Шел домой. Не шел — летел. Кто сказал, что художнику нужно для жизни только три вещи: похвала, похвала и еще раз похвала?
Знал, Болотников щедр на похвалу, но и чувствовал, удивил его по-настоящему. Так редко может хвалить художник художника. Потому что если уж правду, все художники вечные рыцари на пожизненном турнире. Копье поднято, а щит уже перед тобой, и чужое копье летит в твою грудь. Никто не завидует так чужому успеху, так ревниво не топчет, никто так свято не любит, щедро не хвалит, как художники. И никто так самозабвенно не зовет к свержению, если струсишь кистью, склонишь колени перед маммоной. Что-то такое подобное говорил нам Болотников.
Через женщину художник смотрит в мир! Как здорово он сказал! А я вот не мог найти обоснования всей этой муки. ЧЕРЕЗ ЖЕНЩИНУ — вот ведь каждую-каждую женщину я рассматриваю, когда иду. Я смотрю во все глаза на робких и бойких, на матрон и на девочек, на их сочность или голенастость, их пугливость и их тишину, их золотящиеся на бликах волосы, их юбки и юбочки, платьица и словно бы хитоны, нескладно-трогательные туфельки на палкоподобных ногах и солидные котурны.

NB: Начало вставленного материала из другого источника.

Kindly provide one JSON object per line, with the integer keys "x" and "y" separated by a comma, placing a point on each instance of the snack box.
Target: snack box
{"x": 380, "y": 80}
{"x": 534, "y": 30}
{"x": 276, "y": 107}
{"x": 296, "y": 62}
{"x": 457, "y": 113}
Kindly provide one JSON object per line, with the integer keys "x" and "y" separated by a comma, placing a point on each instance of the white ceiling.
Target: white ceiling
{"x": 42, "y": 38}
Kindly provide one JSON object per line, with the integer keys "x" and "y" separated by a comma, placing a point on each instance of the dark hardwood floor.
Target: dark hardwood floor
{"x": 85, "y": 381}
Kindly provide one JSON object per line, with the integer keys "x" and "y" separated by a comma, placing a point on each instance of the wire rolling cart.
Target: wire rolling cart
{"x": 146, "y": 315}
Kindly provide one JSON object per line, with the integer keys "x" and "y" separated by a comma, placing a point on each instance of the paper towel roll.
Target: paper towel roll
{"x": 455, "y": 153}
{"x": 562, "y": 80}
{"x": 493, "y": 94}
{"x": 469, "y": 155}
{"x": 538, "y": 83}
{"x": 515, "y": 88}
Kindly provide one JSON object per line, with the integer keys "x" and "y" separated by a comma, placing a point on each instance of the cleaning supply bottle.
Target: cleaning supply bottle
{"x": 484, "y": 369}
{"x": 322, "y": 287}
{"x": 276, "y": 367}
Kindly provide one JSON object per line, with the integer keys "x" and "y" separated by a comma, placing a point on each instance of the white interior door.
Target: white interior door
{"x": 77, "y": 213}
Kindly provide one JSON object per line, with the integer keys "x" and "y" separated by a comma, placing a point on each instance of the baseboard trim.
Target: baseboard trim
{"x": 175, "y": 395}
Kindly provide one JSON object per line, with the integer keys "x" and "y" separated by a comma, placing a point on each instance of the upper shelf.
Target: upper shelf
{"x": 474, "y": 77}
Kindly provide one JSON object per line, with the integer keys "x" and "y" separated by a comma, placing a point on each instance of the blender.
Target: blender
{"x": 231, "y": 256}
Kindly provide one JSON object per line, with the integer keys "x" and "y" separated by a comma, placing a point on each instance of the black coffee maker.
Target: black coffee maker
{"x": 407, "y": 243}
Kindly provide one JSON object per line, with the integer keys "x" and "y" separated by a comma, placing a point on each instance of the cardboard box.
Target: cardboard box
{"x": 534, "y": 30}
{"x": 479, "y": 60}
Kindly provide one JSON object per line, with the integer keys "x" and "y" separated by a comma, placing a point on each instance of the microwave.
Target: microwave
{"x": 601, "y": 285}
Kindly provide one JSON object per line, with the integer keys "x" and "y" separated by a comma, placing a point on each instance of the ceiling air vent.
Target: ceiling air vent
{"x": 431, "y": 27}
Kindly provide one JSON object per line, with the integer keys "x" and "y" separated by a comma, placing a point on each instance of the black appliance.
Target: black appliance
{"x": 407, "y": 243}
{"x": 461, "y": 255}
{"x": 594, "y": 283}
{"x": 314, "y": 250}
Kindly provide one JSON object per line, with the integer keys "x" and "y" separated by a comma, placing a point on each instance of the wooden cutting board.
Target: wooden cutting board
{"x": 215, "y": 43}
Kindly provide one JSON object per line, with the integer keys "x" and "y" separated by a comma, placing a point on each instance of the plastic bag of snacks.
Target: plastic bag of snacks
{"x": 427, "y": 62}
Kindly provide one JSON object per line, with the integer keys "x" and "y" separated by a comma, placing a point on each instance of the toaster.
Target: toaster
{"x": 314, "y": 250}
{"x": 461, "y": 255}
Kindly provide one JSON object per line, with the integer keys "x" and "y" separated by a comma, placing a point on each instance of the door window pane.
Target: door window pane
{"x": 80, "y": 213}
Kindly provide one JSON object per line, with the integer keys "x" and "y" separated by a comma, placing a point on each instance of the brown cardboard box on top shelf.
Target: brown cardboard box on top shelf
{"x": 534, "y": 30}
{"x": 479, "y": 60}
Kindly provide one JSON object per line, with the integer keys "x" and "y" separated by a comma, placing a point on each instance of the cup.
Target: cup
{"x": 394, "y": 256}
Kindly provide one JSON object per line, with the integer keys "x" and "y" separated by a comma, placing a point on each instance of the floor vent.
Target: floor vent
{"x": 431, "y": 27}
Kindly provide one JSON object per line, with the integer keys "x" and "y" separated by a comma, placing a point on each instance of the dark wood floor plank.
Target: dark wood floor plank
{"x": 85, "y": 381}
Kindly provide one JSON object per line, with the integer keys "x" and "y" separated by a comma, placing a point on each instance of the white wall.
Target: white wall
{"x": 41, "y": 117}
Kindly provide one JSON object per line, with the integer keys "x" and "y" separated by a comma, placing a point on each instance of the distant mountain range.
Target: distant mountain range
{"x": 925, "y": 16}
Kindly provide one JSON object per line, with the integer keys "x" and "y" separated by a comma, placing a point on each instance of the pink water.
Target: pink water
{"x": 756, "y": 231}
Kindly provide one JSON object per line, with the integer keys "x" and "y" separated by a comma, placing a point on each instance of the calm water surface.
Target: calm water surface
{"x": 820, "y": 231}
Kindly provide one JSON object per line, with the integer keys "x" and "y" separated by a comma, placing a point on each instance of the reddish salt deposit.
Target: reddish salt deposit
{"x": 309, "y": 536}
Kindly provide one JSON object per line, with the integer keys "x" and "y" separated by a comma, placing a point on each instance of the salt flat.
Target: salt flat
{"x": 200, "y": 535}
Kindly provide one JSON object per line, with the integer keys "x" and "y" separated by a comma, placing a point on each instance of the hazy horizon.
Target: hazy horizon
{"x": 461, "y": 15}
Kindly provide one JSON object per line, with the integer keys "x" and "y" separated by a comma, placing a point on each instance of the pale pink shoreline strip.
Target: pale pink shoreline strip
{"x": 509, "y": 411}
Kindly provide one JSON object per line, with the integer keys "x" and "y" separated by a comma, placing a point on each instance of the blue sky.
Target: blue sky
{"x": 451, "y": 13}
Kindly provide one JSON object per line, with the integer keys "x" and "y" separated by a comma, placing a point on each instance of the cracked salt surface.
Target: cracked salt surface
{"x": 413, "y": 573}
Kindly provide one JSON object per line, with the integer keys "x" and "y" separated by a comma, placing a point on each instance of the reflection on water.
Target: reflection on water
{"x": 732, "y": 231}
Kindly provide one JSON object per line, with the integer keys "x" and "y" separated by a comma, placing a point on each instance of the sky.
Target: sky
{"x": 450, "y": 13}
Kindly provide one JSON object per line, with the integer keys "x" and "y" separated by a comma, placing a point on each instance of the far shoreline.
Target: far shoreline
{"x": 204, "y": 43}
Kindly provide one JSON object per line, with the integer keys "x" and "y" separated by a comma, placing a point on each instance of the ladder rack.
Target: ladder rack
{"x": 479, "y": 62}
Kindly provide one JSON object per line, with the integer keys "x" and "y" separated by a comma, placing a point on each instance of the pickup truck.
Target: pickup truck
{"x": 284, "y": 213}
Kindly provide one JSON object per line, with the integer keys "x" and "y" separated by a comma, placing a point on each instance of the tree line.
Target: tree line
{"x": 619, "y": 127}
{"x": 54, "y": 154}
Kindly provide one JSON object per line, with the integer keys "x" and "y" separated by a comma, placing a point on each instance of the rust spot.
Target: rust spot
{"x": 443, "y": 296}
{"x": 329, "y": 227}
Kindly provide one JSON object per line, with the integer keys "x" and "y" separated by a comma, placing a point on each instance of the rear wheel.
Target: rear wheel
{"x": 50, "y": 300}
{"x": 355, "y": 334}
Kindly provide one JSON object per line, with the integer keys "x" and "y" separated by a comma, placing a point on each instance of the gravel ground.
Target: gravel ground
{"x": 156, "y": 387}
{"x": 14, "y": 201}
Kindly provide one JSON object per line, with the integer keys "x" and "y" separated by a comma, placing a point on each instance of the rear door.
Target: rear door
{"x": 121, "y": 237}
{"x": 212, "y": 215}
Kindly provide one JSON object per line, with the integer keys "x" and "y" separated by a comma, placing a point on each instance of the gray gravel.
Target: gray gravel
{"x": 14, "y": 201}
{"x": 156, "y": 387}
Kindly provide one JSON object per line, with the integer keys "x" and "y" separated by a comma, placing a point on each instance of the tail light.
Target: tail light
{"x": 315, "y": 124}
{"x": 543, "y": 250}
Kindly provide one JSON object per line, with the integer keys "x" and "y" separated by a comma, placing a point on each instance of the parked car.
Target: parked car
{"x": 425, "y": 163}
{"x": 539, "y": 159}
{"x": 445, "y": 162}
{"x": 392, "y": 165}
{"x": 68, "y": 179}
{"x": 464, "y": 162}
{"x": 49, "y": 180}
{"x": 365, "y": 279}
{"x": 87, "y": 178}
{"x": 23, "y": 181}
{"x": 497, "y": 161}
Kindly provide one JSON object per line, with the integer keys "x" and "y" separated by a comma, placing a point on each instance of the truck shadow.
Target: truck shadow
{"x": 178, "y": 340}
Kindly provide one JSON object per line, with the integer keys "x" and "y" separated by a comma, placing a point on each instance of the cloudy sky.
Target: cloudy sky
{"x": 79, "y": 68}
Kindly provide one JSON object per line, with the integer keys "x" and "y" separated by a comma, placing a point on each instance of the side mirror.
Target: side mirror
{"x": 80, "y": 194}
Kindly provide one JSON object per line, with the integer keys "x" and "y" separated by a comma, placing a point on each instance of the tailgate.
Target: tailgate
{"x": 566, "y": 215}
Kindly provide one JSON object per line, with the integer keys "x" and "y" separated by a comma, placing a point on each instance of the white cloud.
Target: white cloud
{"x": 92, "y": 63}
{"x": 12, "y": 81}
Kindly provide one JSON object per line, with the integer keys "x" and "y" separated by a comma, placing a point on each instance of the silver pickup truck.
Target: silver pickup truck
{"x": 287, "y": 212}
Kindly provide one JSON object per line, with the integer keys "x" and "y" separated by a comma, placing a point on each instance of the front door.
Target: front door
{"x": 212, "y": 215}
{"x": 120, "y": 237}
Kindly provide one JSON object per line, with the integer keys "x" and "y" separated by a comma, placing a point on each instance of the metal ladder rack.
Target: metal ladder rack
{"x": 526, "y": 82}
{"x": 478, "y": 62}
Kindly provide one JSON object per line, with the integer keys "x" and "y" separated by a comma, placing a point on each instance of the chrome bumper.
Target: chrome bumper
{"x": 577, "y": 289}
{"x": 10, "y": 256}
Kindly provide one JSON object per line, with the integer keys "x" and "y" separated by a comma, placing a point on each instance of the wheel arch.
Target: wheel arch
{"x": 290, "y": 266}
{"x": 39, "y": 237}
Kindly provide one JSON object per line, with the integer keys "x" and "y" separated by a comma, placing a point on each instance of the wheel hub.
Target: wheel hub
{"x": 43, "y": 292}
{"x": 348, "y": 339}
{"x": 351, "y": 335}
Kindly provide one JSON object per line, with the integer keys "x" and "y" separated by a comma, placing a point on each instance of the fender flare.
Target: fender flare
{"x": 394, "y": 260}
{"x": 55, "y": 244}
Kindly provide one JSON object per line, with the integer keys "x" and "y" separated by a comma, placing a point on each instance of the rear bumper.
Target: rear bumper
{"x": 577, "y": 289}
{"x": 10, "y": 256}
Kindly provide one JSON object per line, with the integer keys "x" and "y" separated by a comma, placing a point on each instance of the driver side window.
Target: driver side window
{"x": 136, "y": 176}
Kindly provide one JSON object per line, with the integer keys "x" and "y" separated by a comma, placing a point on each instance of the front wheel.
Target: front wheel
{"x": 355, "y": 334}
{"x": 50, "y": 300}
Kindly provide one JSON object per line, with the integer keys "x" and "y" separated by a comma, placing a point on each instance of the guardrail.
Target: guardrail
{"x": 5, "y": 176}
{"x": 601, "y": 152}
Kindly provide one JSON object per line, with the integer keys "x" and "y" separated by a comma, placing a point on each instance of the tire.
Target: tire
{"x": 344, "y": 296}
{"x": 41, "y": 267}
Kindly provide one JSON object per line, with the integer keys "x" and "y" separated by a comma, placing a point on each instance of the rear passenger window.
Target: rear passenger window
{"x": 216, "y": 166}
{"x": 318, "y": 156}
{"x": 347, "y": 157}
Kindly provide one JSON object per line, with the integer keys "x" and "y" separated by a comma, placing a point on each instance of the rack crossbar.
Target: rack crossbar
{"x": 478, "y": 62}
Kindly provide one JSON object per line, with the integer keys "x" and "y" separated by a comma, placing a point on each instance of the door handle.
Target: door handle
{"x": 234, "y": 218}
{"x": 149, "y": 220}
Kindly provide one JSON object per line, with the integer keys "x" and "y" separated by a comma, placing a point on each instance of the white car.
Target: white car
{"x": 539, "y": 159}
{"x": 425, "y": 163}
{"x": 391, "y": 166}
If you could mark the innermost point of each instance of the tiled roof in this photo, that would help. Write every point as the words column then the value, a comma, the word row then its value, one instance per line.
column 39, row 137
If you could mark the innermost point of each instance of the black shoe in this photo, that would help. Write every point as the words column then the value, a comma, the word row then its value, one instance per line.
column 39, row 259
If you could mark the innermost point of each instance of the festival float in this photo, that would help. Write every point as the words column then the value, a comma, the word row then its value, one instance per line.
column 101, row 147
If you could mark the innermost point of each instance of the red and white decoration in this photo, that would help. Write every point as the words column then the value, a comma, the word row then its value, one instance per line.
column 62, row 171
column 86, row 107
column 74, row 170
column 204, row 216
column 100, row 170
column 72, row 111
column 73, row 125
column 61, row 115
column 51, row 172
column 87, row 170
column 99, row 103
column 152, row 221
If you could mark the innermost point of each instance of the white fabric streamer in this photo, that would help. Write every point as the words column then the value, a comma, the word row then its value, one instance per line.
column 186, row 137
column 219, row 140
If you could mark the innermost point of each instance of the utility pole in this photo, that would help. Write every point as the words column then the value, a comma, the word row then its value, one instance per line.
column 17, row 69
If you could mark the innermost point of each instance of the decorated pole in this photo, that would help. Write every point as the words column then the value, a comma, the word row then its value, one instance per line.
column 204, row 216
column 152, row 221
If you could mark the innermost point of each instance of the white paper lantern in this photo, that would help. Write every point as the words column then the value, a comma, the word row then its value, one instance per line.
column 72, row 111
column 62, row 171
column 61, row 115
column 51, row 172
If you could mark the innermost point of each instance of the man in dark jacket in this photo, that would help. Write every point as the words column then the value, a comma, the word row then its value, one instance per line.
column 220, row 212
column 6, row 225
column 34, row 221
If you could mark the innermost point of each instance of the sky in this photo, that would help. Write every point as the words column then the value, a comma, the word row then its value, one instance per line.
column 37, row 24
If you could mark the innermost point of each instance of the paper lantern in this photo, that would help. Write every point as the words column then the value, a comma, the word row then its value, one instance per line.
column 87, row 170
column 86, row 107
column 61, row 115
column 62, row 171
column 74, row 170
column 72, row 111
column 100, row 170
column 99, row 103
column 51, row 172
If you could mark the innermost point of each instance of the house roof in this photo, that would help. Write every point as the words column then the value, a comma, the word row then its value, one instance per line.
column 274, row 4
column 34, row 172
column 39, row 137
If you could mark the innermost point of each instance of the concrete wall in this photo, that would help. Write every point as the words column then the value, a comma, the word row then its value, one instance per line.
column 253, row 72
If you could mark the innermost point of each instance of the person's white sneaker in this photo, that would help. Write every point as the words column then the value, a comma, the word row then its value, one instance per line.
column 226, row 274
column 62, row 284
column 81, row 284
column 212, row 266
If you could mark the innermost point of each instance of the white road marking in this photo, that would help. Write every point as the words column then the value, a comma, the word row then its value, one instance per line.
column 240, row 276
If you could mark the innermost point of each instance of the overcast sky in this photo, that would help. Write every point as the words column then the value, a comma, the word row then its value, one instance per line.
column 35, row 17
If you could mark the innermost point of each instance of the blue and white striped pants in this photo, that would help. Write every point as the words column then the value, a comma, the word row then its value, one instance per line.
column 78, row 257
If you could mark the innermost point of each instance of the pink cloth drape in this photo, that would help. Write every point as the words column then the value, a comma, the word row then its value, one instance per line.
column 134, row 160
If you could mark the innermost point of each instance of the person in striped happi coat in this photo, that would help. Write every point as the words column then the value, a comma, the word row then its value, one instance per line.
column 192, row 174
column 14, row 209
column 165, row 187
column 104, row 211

Я смотрю на худых и толстеньких, одетых, как говорили у нас в лагерях, «в цвет» и кое-как, и бездарно, и безвкусно. Я вбираю в себя уверенную поступь счастливых, сытность мужних жен, гнусоватое самодовольство красивеньких, ухоженность заласканных и наглость в глазах задаренных и пресыщенных. Я замечаю все: и больной блеск глаз, и дурноту опустошившего душу разврата, и тишину еще не видной беременности, и зыбкую боль, что подчас и нередко плещется в их глазах, боль и ненависть пережитых измен. Я ловлю круглоту их животов, вытягивающее душу движение ягодиц под платьями, резинки их плавок, трусов, бюстгальтеров и панталон, выступающих пристежек, натянутость чулок и модную высоту каблуков. Все это зачем-то надо мне, зачем-то просит моя душа, ненасытно ловит мой взгляд. «Через женщину художник смотрит в мир». Видит мир? Господи, в лагерях, что ли, накопил я этот вечный и все более невыносимый голод? В лагерях я не часто вспоминал твое имя, Господи! Мой отец был безбожником, мать не молилась никогда, а я, слыхал, каким-то чудом крещен был стараниями богомольной тетки, но никогда не молился, не знал, не умел никаких молитв. И все-таки словно бы вечно молился, чтоб Бог или КТО-ТО послал мне свободу или хоть бы женщину. Как-нибудь, когда-нибудь, где-нибудь. Маюсь и теперь, выйдя на свободу, — и что вроде бы еще просить у Бога? А опять прошу послать мне женщину и, наверное, любовь — высоко сказано, а так, ведь и теперь я один, ничего, никакой не могу найти и уж исстрадался, пожалуй, хуже чем в лагере, там-то женщин, «баб» мы просто не видели, а здесь я купаюсь в их море и бедствую, как Тантал.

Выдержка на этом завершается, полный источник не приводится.